There's another side to data mining. Walmart for example if I am correct uses it to help determine what to order for a given store (predictive). In Rochester NY, the Wegmans Market Chain pioneered the shopper card and thus on of the major early forces in the consumer targeted mining of data. On a side While in Florida, at a Walmart, I noticed a lot of tvs at the checkout and I wondred if people were being evaluated based on their interest - another type of mining?

Rick Lightburn's picture
Rick Lightburn - Jul 27, 2010

Data mining appears to be a scam perpetrated on marketing departments: nothing in Ms. Vanek Smith's report suggests anything but the profoundly obvious. But marketing managers need to pay big for such obvious insights, since they are provided by expensive consultants. (Does it really take an large data base and fancy software to determine that the most likely future purchaser of Skinny Cow frozen novelties is the current purchaser of frozen novelties, or that likely visitors to Asia are those with time and money, i.e., the retired, and since military can retire after 20 years of service, they are likely to retire at a much younger age?)
Data mining might have real applications in areas such as medicine, but in marketing it's all sizzle, no steak.

Rob Griffen's picture
Rob Griffen - Jul 27, 2010

When you posted your comment about Big Brother, did you first read the "Privacy Policy" below? American Public Media now has some of your information that they may use according to that policy. You made a decision to give up some privacy in exchange for public comment, so did I. This is a far cry from 1984, but it does illustrate the need to read and understand how your data will be used and make an informed decision. It takes a little longer, and most people won't do it, but that's the price of privacy.

Nancy McNease's picture
Nancy McNease - Jul 26, 2010

Stacey Vanek Smith mentions that $1.00 discount off a package of ice cream sandwiches is a fair trade for the fact that data mining registers that she purchases these ice cream treats.

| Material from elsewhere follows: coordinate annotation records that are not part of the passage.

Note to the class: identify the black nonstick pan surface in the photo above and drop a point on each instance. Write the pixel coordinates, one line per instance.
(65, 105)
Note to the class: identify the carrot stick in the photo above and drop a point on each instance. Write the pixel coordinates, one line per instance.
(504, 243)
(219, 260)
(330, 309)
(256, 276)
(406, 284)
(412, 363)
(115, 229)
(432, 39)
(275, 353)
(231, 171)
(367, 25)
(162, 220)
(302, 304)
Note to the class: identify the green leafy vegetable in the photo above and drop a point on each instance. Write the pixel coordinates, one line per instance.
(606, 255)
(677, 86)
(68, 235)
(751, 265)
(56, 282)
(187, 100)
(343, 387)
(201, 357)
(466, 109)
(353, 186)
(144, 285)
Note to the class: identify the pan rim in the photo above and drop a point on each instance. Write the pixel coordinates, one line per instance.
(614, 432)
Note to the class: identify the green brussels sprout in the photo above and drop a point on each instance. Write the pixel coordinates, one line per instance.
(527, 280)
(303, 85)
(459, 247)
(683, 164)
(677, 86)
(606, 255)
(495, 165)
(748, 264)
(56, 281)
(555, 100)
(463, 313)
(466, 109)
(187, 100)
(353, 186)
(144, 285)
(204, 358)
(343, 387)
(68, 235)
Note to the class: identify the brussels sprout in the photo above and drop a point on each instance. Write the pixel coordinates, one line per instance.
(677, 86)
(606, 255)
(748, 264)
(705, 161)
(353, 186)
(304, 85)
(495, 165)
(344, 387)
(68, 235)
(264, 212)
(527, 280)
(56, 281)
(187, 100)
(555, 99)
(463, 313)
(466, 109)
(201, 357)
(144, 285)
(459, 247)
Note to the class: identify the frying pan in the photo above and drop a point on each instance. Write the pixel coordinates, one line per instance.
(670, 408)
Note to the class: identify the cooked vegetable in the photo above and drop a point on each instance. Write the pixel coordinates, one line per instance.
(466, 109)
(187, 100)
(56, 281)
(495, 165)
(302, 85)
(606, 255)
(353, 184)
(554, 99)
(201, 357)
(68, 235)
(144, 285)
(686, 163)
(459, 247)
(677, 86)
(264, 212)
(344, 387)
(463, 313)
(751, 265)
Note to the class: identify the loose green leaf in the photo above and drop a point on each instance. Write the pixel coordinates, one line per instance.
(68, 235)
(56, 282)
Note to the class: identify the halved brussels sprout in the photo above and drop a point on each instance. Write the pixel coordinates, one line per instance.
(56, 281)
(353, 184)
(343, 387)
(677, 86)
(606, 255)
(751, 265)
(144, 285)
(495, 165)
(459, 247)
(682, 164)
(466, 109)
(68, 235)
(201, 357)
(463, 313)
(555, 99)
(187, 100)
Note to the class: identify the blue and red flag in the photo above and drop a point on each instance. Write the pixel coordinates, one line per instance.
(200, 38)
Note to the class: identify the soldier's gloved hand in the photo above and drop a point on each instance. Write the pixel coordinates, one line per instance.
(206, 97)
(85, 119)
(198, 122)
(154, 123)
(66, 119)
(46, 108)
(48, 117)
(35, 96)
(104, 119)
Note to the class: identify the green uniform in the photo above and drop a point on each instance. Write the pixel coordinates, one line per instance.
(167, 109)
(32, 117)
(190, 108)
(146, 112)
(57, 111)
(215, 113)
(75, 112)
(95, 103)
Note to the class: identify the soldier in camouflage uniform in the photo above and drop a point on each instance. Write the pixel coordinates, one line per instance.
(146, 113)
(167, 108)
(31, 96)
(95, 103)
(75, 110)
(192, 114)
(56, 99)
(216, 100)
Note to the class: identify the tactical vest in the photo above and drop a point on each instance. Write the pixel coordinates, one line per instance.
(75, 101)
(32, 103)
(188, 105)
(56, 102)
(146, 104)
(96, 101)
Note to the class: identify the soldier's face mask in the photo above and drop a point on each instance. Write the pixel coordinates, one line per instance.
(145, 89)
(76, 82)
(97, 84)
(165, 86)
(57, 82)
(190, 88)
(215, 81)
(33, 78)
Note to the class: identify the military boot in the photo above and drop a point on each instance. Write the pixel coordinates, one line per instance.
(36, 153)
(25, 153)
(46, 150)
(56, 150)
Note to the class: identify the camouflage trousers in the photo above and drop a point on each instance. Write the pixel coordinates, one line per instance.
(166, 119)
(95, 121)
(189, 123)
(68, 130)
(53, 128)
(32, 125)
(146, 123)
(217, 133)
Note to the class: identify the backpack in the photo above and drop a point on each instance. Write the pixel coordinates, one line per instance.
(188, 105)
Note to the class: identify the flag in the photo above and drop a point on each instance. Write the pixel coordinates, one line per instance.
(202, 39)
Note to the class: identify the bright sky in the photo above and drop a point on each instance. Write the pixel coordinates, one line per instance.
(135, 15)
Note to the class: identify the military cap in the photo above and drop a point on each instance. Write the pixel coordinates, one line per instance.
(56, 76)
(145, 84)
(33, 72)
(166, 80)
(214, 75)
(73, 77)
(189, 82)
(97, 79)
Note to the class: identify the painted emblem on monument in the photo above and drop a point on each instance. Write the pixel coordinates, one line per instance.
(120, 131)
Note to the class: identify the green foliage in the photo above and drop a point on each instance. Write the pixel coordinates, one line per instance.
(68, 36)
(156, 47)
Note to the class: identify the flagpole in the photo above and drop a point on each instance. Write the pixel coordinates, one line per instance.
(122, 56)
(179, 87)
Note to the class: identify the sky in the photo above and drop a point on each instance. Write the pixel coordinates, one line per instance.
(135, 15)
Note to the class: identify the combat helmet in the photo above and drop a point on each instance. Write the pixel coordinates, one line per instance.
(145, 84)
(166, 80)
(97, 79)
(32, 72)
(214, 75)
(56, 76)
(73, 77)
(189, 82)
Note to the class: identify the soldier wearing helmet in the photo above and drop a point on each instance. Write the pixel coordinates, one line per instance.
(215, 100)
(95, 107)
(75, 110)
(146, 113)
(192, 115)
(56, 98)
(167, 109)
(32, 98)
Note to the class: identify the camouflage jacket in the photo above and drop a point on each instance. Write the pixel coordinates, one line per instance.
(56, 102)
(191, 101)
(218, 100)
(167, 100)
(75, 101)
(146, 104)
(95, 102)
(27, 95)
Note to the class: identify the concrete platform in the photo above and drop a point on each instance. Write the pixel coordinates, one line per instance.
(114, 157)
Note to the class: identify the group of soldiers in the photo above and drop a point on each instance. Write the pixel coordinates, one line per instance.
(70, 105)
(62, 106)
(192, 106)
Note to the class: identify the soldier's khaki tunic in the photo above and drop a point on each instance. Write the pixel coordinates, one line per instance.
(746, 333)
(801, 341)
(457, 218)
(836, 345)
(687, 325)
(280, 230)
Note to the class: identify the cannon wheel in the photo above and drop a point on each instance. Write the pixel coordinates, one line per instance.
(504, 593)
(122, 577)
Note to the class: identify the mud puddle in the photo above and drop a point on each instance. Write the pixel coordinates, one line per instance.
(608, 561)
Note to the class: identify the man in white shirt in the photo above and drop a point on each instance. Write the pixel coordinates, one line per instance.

But what happens when someday Stacey needs medical care for high cholesterol and is denied coverage because via data mining her health insurance carrier proves that Tracy brought her health problems upon herself by eating those ice cream sandwiches? Good trade off? I don’t think so.

Orwell predicted it. Big Brother is here.

Allison Stephens's picture
Allison Stephens - Jul 26, 2010

Okay, so I am a woman of a certain age with teenagers and the way I see it is that voluntarily giving away privacy is the way they want it. Even though I'm paying now, they are the investors of the future and they could care less about privacy. But every time I'm listening to Market Place and something like Cake comes on, they think I'm cool! It's all I have!